Indulge in the irresistible flavors of this Low Sodium Slow Cooked Lamb with Rosemary and Garlic, a hearty and healthy dish that's perfect for family dinners or special occasions. Featuring a tender, melt-in-your-mouth leg of lamb infused with the earthy aroma of fresh rosemary and the bold punch of garlic, this recipe is a low-sodium take on a classic slow-cooked masterpiece. Layered over a medley of onions, carrots, and celery, the lamb is cooked in a fragrant mixture of white wine, lemon zest, and low-sodium beef broth, resulting in a delectable sauce that enhances every bite. With minimal prep, this slow cooker dish delivers maximum flavor and pairs beautifully with roasted potatoes, steamed greens, or rustic bread. Perfect for meal prep or entertaining, this recipe offers a lighter yet deeply comforting twist on traditional lamb dishes.
Pat the leg of lamb dry with paper towels and make small incisions all over with a sharp knife.
Peel the garlic cloves and slice them into thin slivers. Insert each sliver into the incisions made in the lamb.
Wash the rosemary sprigs and insert them alongside the garlic slivers into the lamb.
Rub the lamb all over with olive oil, then generously sprinkle it with black pepper. Set aside.
Peel and slice the onion into thick rings. Peel the carrots and cut into large chunks. Wash the celery stalks and chop them into pieces.
Layer the onion, carrots, and celery at the bottom of a slow cooker to form a vegetable base for the lamb.
Place the seasoned lamb on top of the vegetables in the slow cooker.
Zest and juice the lemon, ensuring no seeds remain. Pour the juice and zest over the lamb.
Add the low sodium beef broth, white wine, and bay leaves to the slow cooker, pouring them around the lamb.
Cover the slow cooker with its lid. Set it to cook on low for 8 hours, or until the lamb is tender and easily pulls apart with a fork.
Once cooked, remove the lamb from the slow cooker and let it rest on a cutting board for 5-10 minutes.
Strain the cooking liquid and serve it alongside the lamb as a sauce.

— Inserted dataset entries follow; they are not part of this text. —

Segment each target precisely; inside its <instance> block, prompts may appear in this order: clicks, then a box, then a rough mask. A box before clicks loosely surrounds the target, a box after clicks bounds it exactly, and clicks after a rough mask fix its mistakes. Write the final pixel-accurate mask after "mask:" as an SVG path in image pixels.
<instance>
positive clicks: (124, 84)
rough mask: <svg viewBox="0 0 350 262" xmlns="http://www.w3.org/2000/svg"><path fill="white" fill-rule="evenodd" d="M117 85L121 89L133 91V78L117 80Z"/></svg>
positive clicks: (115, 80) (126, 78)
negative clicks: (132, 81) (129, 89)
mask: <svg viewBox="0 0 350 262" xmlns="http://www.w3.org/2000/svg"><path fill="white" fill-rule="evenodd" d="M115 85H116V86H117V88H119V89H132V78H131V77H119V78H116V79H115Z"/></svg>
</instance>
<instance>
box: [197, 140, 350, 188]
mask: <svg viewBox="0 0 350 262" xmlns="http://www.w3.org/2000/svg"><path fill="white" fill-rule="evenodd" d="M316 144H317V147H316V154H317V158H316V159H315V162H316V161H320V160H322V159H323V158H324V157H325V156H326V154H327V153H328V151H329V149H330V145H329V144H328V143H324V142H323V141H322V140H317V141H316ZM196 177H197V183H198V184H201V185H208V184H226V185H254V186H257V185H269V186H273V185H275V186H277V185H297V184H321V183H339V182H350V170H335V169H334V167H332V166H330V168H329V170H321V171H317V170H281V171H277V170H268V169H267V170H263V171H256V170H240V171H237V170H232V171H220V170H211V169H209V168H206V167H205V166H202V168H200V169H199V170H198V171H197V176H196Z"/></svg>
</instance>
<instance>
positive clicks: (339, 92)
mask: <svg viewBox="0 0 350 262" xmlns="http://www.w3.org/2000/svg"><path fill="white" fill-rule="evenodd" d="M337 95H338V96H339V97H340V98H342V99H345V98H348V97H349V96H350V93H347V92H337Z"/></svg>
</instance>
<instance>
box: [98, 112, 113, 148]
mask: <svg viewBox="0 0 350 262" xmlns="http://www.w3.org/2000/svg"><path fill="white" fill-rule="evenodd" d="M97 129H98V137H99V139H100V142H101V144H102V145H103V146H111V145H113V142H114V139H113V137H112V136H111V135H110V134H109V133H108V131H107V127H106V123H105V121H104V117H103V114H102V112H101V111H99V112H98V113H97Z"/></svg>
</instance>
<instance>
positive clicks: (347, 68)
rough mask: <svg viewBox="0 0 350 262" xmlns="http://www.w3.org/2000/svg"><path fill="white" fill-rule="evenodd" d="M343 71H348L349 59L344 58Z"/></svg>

Slice or shred the lamb and serve it with the slow-cooked vegetables and sauce.
Calories |
6071 | ||
|---|---|---|---|
% Daily Value* |
|||
| Total Fat | 415.0 g | 532% | |
| Saturated Fat | 171.5 g | 857% | |
| Polyunsaturated Fat | 2.9 g | ||
| Cholesterol | 1760 mg | 587% | |
| Sodium | 1824 mg | 79% | |
| Total Carbohydrate | 68.0 g | 25% | |
| Dietary Fiber | 13.7 g | 49% | |
| Total Sugars | 24.9 g | ||
| Protein | 476.5 g | 953% | |
| Vitamin D | 0.0 mcg | 0% | |
| Calcium | 587 mg | 45% | |
| Iron | 42.4 mg | 236% | |
| Potassium | 8008 mg | 170% | |
*The % Daily Value tells you how much a nutrient in a serving of food contributes to a daily diet. 2,000 calories a day is used for general nutrition advice.